Science vol 298, 4 October 2002, pp 65 – 68
The text is a critical review of a book written by Stephen Wolfram, A New Kind of Science, published in 2002 by Wolfram Media. The book itself is available for free (in a digital version) on Stephen Wolfram’s website and it constitutes a kind of author’s credo on what is the nature of the world and in consequence how science should be practiced. In the first part of her article Melanie Mitchell briefly makes the reader familiar with Wolfram’s books main thesis, what is not easy as the book counts 1200 pages. The main Wolfram’s idea can be however described quite simply: The structure of the physical world bases upon the theory of cellular automata, originally proposed by two mathematicians, Stanislaw Ulam and John von Neumann. Any other mathematical structures, discovered by the scientists are accidental and very rare in nature. The main feature of some cellular automata, is that they are able to product very complex structures, hard to decipher and to discover any regularity, on the basis of the very simple instructions (programs) originally encoded in the automaton. Wolfram claims that science should be practiced so that, we would rather look for those “simple programs” in nature, then effortlessly try to describe the observed regularity in terms of standard mathematical equations. The key phrase is “computational equivalence” which is the new law of nature according to Wolfram and this new principle can illuminate many aspects of natural phenomena as well as fundamental philosophical questions.
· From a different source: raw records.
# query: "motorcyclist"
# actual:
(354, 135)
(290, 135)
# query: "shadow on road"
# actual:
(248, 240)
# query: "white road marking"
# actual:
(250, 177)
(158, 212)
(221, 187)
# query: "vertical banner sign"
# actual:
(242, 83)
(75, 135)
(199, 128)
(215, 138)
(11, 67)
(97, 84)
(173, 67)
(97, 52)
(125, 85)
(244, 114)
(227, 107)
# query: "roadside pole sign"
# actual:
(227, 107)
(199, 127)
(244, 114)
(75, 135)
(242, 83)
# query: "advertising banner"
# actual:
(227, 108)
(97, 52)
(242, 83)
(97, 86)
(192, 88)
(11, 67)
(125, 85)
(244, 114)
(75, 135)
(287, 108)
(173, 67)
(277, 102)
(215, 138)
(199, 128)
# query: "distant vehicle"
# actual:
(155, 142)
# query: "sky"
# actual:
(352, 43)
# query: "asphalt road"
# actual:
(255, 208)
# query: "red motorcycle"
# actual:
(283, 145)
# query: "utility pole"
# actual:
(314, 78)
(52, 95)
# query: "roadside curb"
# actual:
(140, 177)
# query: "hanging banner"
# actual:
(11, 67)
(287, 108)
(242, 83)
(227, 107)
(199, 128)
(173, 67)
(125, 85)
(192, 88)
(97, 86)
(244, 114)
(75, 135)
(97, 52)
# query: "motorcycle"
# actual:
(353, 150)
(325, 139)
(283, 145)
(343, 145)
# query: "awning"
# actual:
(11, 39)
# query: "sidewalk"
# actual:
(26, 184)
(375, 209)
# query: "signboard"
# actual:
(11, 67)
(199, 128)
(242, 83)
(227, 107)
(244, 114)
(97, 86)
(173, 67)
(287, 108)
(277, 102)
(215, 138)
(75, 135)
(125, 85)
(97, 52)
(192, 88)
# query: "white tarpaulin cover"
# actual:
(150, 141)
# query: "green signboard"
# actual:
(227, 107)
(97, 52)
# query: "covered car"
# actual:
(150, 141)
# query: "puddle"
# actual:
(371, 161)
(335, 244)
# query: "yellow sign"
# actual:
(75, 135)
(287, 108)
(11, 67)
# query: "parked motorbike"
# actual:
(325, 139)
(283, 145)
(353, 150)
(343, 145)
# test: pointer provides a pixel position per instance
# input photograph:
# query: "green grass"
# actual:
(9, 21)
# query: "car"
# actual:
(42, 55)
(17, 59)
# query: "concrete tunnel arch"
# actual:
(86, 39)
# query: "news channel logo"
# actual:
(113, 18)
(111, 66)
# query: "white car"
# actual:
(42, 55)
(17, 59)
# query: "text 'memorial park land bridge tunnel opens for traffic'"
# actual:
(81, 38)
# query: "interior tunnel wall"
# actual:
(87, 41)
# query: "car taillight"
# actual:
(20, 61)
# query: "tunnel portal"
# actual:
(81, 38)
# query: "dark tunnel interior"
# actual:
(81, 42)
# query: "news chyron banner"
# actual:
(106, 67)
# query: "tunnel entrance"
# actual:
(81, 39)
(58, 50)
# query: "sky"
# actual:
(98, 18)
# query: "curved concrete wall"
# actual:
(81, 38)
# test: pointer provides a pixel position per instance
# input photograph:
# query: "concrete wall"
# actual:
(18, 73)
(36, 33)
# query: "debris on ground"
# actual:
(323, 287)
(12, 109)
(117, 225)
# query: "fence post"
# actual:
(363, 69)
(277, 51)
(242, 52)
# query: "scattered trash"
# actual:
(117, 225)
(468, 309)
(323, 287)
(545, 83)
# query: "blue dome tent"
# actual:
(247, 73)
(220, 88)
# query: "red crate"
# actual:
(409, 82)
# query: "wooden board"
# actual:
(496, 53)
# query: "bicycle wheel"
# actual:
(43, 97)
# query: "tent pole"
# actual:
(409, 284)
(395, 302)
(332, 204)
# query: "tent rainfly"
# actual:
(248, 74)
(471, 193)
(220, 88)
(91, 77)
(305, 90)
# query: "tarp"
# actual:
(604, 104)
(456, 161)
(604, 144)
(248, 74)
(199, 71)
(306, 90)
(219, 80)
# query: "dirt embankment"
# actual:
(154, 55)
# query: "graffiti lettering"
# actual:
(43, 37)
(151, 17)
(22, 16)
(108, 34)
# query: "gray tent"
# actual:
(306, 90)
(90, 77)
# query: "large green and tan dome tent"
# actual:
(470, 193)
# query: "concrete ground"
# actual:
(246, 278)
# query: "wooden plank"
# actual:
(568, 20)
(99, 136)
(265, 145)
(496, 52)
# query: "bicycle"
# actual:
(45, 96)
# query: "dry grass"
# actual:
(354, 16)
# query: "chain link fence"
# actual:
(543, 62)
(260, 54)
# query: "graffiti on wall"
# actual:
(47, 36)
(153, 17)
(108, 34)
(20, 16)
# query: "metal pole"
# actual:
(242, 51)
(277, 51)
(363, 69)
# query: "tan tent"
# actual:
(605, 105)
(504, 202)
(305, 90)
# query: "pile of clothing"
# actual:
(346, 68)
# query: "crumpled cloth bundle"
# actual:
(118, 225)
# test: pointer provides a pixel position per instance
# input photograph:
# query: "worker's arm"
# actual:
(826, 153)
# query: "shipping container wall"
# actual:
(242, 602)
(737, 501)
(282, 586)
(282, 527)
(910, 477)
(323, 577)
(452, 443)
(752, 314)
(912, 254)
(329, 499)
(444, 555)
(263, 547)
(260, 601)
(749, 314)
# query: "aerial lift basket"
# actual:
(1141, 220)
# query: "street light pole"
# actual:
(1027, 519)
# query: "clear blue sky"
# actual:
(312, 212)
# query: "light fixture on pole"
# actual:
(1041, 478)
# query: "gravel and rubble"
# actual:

Melanie Mitchell is not totally critical towards Wolfram’s proposals. She thinks that in general he is on the right track. It seems like simple computer models can sometimes better explain the complex structures then traditional approach. It doesn’t however constitute any “new kind of science”. Wolfram simply continues to develop the very significant work of the pioneers of computer age and computability, Neumann, Turing, Wiener. The works of those scientists are often disregarded in Wolframs book.
Many of his claims are rather speculations or suspicions which are not supported by any evidences. Especially, although we can observe in nature the structures which seems to be a product of simple programs, we cannot say, as Wolfram would like to do, that such structures are common as well as common is the ability to support the universal computation. On the contrary the analytical approaches to illuminating complexity in nature has been much more successful so far then cellular automata.
Melanie Mitchell is doubtless specially competent to write a critical review of the Stephen Wolfram’s work. She dedicates most of her scientific researches to complexity and how to cope with it. As the specialist in complex systems she is aware that in order to illuminate them and to decipher the rules that govern the behavior of complex systems in nature we probably have to look for entirely different methods then the traditional mathematical linear equations. The direction of Wolfram’s researches seems to be right. But it is not Wolfram who put mathematicians, physics, biologists and even economists on that track. Even if the direction is correct we have to be critical towards ourselves in our courageous ideas. Especially as the cellular automata are surely not the only way to cope with complexity, and not even the most effective. It is far too early to bury the old methods. They still work in many areas much better then cellular automata.